Artificial intelligence is already having an impact in corporate finance — but success depends on strategic and disciplined adoption.
It’s one of the central themes that emerged as senior finance leaders from major U.S. companies such as Alphabet, Meta, HP, IBM and ServiceNow highlighted lessons learned from some of their organizations’ AI initiatives during a virtual conference last week hosted by Financial Executives International.
The Nov. 11–13 event explored “challenges and emerging opportunities” reshaping modern finance teams, with AI dominating discussions on the third day.
“I think embedding responsible technology principles and governance from design to deployment to monitoring will really be a differentiator in the long term for companies,” Denise Lucas, a vice president and assistant controller at IBM, said during a Thursday panel discussion exploring strategic AI use cases across the finance function.
Speakers emphasized the importance of keeping humans “in the loop” when it comes to AI deployments.
“We're being thoughtful; we're being careful,” Danielle Fontaine, an assistant controller at ServiceNow, said of her company’s AI approach.
ServiceNow’s revenue accounting team is currently using a third-party contract review tool powered by natural language processing and generative AI to help streamline the order-to-cash process, according to Fontaine.
“Our teams are incredibly crunched when we get to each quarter end,” she said. “And so, we want to ensure that the weird and wonderful deals are getting the right level of focus and attention, and the standard contracts are flowing through.”
The tool extracts data and automates the preparation of revenue contract review checklists, allowing the team to “know quickly where to put their energy,” Fontaine said.
“Currently, 100% of the checklists prepared by the tool are being reviewed by a human, given the inherently high risk of improper revenue recognition,” she added.
Lucas discussed her company’s experience with using AI for expense forecasting.

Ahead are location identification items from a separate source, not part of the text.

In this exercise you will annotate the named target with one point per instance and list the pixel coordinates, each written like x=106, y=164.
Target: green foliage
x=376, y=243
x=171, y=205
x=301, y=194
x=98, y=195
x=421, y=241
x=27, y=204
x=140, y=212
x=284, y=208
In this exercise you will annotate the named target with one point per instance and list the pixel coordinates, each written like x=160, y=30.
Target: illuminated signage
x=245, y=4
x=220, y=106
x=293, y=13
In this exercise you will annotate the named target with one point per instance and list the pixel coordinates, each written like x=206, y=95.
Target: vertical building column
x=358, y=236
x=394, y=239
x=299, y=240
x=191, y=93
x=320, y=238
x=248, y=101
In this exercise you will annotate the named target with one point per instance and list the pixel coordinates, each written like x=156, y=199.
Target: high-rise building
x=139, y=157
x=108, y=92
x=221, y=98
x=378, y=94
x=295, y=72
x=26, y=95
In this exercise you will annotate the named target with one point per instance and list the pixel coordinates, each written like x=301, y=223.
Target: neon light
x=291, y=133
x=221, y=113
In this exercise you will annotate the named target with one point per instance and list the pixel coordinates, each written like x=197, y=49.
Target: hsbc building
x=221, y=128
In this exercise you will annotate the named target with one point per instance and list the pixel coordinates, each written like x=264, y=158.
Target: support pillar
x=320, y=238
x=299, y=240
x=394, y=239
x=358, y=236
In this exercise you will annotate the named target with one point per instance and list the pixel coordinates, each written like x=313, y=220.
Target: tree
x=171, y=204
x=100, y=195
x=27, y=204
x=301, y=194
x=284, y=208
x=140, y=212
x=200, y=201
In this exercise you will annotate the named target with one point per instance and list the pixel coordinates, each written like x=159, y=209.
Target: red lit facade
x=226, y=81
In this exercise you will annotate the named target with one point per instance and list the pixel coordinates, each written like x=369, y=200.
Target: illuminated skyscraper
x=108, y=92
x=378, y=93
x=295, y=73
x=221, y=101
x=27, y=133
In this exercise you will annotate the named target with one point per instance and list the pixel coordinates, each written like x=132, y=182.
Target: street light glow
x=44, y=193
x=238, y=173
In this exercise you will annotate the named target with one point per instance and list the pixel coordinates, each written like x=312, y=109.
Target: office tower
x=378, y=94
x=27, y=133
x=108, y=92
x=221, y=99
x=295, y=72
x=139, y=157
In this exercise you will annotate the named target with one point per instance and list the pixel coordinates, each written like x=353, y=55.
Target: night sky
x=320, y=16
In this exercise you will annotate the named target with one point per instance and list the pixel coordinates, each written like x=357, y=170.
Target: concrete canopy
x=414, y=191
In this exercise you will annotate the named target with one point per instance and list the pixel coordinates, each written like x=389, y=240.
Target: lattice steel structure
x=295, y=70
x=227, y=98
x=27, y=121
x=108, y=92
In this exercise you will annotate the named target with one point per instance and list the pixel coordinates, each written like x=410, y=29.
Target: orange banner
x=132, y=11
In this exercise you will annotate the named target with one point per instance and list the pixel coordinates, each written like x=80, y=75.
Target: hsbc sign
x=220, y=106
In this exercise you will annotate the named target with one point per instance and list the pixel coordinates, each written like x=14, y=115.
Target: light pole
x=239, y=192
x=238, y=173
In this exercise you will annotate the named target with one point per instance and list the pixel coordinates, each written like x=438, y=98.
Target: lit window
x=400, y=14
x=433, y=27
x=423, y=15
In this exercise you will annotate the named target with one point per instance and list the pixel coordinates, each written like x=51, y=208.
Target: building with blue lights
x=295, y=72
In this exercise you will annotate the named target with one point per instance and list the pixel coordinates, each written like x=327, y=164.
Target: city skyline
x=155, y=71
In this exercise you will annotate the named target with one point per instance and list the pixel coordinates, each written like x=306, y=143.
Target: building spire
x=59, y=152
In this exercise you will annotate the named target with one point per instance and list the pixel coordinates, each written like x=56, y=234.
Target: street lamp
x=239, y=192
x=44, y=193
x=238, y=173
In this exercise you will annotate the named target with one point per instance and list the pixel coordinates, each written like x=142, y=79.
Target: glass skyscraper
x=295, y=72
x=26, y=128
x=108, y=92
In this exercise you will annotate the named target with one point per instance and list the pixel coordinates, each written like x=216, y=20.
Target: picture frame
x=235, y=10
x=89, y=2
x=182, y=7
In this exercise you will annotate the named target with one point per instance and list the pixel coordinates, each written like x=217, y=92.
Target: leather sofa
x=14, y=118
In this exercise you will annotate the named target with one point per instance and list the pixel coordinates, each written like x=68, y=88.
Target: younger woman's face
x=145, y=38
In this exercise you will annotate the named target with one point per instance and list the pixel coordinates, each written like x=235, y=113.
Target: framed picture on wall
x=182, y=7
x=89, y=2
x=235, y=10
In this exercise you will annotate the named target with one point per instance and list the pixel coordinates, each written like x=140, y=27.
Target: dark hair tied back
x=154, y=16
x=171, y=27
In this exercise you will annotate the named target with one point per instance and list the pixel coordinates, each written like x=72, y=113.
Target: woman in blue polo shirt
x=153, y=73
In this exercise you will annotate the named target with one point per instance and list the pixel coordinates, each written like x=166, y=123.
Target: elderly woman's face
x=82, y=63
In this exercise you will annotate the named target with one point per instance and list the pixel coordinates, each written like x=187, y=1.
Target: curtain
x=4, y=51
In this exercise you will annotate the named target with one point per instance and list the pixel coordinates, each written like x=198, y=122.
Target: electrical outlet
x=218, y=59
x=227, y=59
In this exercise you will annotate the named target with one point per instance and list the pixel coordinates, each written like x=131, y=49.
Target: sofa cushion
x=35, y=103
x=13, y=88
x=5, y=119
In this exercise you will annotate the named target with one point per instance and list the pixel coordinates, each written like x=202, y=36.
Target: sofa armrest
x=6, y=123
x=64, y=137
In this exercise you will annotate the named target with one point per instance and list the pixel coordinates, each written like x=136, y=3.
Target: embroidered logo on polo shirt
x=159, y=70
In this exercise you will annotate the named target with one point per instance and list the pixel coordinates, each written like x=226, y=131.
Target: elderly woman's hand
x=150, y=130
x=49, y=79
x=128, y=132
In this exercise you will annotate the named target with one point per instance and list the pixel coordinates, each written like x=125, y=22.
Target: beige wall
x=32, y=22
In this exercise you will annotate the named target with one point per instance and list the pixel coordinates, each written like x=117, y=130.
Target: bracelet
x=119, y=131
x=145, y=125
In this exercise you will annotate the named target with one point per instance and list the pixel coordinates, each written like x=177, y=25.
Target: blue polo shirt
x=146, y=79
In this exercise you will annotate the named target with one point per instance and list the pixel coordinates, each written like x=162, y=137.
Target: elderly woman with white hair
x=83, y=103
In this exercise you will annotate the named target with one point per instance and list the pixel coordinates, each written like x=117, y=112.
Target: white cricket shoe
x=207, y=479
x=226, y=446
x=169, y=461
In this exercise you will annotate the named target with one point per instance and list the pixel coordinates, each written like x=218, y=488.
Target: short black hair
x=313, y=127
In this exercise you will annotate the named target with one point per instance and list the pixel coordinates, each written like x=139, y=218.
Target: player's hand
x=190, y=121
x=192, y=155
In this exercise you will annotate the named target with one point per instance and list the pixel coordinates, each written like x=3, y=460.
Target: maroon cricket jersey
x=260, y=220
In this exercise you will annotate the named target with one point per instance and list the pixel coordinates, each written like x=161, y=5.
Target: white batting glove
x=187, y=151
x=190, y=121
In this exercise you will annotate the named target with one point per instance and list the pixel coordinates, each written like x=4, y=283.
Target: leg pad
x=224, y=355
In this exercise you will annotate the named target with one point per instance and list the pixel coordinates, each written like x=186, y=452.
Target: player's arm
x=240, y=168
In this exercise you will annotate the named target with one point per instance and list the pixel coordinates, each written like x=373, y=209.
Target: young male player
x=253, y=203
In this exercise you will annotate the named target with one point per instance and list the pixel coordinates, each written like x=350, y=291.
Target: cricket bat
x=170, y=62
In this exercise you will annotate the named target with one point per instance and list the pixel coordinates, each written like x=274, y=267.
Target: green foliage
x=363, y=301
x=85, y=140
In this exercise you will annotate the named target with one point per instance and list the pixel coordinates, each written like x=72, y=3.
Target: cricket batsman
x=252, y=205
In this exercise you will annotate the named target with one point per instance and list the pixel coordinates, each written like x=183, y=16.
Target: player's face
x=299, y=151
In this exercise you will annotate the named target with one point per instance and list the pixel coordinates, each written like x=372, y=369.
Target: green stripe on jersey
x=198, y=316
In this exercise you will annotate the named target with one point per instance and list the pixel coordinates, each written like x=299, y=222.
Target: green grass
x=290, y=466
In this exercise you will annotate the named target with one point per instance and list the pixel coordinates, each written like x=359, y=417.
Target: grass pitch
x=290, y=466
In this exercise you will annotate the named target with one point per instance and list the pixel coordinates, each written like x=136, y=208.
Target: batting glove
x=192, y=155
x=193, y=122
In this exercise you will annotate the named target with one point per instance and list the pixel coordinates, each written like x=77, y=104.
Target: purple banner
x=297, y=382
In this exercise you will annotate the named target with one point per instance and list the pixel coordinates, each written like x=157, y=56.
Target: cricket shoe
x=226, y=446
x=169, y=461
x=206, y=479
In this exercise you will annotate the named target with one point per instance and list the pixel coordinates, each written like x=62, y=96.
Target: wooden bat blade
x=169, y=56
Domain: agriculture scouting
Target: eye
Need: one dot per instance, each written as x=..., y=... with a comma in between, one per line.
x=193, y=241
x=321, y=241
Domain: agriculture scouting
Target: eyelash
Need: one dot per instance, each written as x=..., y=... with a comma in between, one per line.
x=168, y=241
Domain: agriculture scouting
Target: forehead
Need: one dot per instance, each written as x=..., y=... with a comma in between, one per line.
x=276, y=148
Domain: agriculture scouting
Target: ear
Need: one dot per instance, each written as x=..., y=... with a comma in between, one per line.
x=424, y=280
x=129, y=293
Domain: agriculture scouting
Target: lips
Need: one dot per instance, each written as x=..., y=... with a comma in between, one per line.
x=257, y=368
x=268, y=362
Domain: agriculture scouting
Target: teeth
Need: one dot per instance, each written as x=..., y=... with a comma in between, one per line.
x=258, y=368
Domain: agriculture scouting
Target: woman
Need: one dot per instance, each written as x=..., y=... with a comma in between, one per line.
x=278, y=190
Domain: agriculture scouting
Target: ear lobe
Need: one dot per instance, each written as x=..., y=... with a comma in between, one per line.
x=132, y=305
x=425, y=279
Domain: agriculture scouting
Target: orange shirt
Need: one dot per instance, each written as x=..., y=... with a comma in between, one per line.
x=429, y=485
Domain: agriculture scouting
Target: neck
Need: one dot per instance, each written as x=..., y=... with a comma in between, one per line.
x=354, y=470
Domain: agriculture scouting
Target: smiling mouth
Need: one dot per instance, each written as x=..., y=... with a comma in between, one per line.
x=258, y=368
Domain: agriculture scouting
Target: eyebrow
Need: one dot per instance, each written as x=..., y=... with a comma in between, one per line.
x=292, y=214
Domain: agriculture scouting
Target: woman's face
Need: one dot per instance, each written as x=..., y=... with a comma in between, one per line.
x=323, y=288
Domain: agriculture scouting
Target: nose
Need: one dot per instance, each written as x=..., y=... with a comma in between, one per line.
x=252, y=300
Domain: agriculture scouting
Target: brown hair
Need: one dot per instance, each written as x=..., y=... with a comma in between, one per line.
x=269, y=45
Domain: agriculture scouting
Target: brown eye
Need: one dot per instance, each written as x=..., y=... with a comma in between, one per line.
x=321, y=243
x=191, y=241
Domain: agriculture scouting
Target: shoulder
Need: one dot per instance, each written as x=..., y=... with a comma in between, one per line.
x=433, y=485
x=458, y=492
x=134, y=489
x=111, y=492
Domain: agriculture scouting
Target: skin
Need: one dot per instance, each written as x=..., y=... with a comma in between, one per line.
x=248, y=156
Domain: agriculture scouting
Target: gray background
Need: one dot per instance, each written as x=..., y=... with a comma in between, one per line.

Joe Bohnert, an innovation architect leader at Meta, described an AI use case involving the company’s prepaid accounting process.
Other finance-related AI use cases were highlighted earlier in the day during a panel discussion on digital transformation. That session included a rundown of how the credit and collections team at HP is using agentic AI to more quickly resolve customer payment disputes.
Meg Dholabhai, global finance transformation leader at HP, said her company always starts projects aimed at overhauling processes or workflows by asking, “What problem are we trying to solve?”
“Technology comes second,” she said.
The message was echoed by Saqib Baig, chief accounting officer and commercial business CFO at fitness equipment company Peloton.
“We have all seen first-hand that when you take a sub-optimal business process and try to digitize it, you’re basically [creating] long-term tech debt,” Baig said. “So, getting the sequence [right] is extremely important.”
Amie Thuener, chief accounting officer and corporate controller at Alphabet, said it’s important to have “very good, clean data” and “know where it all is” before pushing forward with a transformation effort.